Она съела еще несколько жирных кусочков с тарелочек, которые подала Мэй, и пососала пальцы.
— А как вы предпочитаете зарабатывать на жизнь, работой или регби?
— Регби.
— Прекрасно! — сказала она. — По-моему, у вас дар к регби. Это поднимает вас над другими, вы согласны?
— Согласен…
Мне было тошно слушать, как она говорит про вещи, в которых ничего не смыслит, только и надежды было, что ей самой это надоест. Джонсон поднял голову и глядел на дом, на стеклянную дверь, но вряд ли видел меня через стекло: смотрел он довольно долго, а потом снова занялся клумбами.

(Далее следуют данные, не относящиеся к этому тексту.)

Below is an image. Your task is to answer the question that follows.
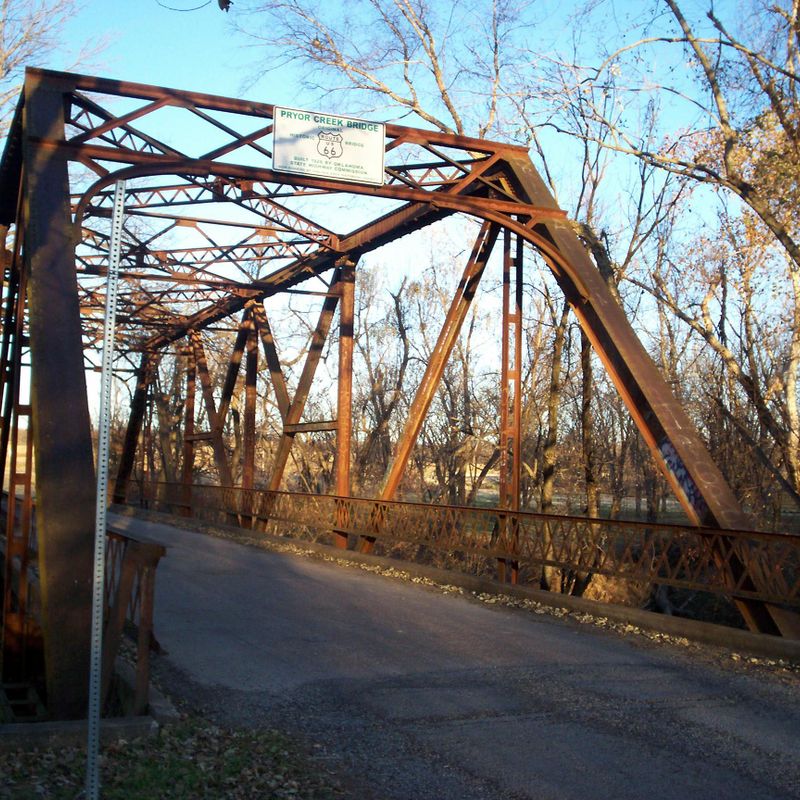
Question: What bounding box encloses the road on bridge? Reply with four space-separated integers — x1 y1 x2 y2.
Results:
111 513 800 800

Тут я заметил, что она сидит рядом и спрашивает:
— Налить вам еще чаю?
Я передал ей чашку, она наклонила носик чайника, но оттуда ничего не полилось.

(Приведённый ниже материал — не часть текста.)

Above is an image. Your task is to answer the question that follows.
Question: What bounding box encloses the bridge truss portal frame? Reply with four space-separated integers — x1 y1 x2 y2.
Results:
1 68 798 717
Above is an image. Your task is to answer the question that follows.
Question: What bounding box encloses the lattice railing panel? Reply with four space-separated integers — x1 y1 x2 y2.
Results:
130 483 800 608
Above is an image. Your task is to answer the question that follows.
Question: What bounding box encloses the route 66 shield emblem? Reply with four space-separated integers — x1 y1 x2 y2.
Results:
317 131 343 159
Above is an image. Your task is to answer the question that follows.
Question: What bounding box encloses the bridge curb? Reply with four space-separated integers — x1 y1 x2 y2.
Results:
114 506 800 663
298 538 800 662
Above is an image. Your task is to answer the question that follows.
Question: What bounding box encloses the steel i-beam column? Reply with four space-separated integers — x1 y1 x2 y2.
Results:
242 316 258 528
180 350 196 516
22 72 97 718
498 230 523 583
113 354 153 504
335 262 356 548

— Придержите, пожалуйста, крышку, Артур, — попросила она.
Я прижал крышку пальцем, и она почти опрокинула чайник.
— В нем ничего нет, — жалобно проговорила она. — Мэй налила мало воды и забыла подать кипяток.
— Может, мне пойти принести? — спросил я.

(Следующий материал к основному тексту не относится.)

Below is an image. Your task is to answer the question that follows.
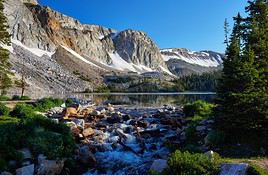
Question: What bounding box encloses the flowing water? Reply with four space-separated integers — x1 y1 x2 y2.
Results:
56 92 216 175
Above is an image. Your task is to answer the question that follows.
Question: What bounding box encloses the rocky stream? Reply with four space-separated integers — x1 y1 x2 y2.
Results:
46 102 186 175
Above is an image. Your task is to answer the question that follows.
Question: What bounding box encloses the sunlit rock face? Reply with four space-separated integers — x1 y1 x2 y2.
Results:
21 0 38 5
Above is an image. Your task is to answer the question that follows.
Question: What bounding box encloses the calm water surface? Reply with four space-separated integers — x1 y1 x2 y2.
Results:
64 92 216 107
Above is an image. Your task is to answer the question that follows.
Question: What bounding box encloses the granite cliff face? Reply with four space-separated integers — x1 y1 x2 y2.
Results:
4 0 166 70
113 30 166 69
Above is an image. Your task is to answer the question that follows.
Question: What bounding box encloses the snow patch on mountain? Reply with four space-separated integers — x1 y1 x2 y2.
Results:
108 52 137 72
61 45 104 69
108 52 169 74
161 48 223 68
12 40 55 57
159 66 174 76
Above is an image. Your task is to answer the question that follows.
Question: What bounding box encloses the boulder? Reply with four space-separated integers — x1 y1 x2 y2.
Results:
73 119 85 129
140 129 160 137
0 172 12 175
82 127 94 137
37 160 64 175
96 107 106 114
38 154 47 164
62 107 78 119
107 106 114 112
77 145 97 165
196 125 207 132
65 121 77 128
204 150 214 160
51 119 59 123
107 113 121 124
150 159 167 173
122 114 131 121
220 163 248 175
70 127 82 138
160 118 181 127
16 164 34 175
80 107 94 115
91 110 101 116
137 121 149 128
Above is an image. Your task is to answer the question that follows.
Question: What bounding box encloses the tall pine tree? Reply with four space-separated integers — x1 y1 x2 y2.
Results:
0 0 11 95
215 0 268 147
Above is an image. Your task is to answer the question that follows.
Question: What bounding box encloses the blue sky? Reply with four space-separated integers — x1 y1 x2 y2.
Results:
38 0 248 53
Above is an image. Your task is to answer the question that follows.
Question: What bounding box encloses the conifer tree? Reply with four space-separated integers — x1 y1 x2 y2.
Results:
0 0 11 95
244 0 268 133
215 0 268 145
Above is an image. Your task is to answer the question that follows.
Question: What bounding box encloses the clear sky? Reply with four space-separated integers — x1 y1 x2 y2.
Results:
38 0 248 53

Она поставила чайник рядом с чашкой.
— Не стоит, то есть если вы не хотите еще чая.
— Нет, спасибо.
Я сунул руку в карман брюк и вытер пальцы о носовой платок.
— Очень досадно получилось с чаем, — сказала она.
И вдруг мы оказались лицом друг к другу.
Не знаю, сколько времени мы так просидели. Я посмотрел ей в глаза и увидел, что в каждом из них крупными буквами написано: «кровать». Она прижалась правой грудью к моему плечу. Я решил не обращать на это внимания.
— На нас смотрят, — сказал я.
Она только слегка напряглась, но это был верный знак ее настроения.
— Кто? — равнодушно спросила она.
— Джонсон. Он в саду… пропалывает клумбы… и смотрит.
— Если вам неприятно, что на вас смотрит садовник, можно уйти в другую комнату.
— Джонсону, наверное, не очень трудно будет догадаться.
Она начала раздражаться.
— Странно, что это вас беспокоит. Но, конечно, неудачно, что мы у него на виду. Если хотите, Артур, перейдем в другой угол.
Она встала, взяла меня за руку и повела к другому дивану, откуда был виден капот и фары моего автомобиля. Ей не пришло в голову закрыть вторую стеклянную дверь. Она выпустила мою руку как раз вовремя: едва я встал, как услышал хруст песка и увидел, что Джонсон идет по аллее, косясь на дом.
— Опять он, — сообщил я.
— Вы мне нравитесь! — воскликнула она. — Вы похожи на кошку.
— Я хотел бы выпить. У вас что-нибудь найдется?
— Непрерывно в движении. Я никогда не видела такого неугомонного человека.
— Неприятно все время смотреть на Джонсона.
— Он уйдет через несколько минут. Может быть, тогда вы немного успокоитесь. Просто поразительно…
Миссис Уивер подошла к шкафчику рядом с радиолой и налила две рюмки. Она смотрела, как я залпом выпил свою, потом тоже отпила половину. У меня было такое чувство, как будто Джонсон подкрадывается к окну. В рюмках было виски.
— Вам хочется двигаться? — спросила она.
Я, кажется, не понял, что означал этот вопрос. Она отпила еще глоток и поставила рюмку. Я отошел к стеклянной двери и выглянул наружу. Никого не было. Я немного надеялся, что Джонсон окажется там и все решится само собой.
— Я, пожалуй, зря приехал, — сказал я.
— Ах, Артур, к чему эти глупости? — Миссис Уивер говорила ласково и сочувственно. Как с ребенком.
Она подошла и остановилась прямо передо мной, сдерживая дыхание и слегка открыв рот.
— Вы чем-то расстроены? — спросила она.
— Нет.
Она положила руку чуть пониже моего плеча.
— Не надо так стесняться, — сказала она по-прежнему ласково.
Она, наверное, видела, что я дрожу, и из-за этого подошла так близко, что я не мог ее не обнять. Она прижала свои губы к моим, и я почувствовал во рту ее язык.
С трудом отстранившись, я сказал:
— Не знаю, зачем я приехал.
— Молчите, — настойчиво сказала она и нажала на мое плечо, чтобы повернуть меня к двери. Я ждал, что сейчас на пороге увижу Уивера.
Но там никого не было. Я почувствовал, что мне безразлично, кто бы сейчас сюда ни вошел.
— Мне, пожалуй, лучше уйти, — сказал я.
Она остыла, и мы отпустили друг друга.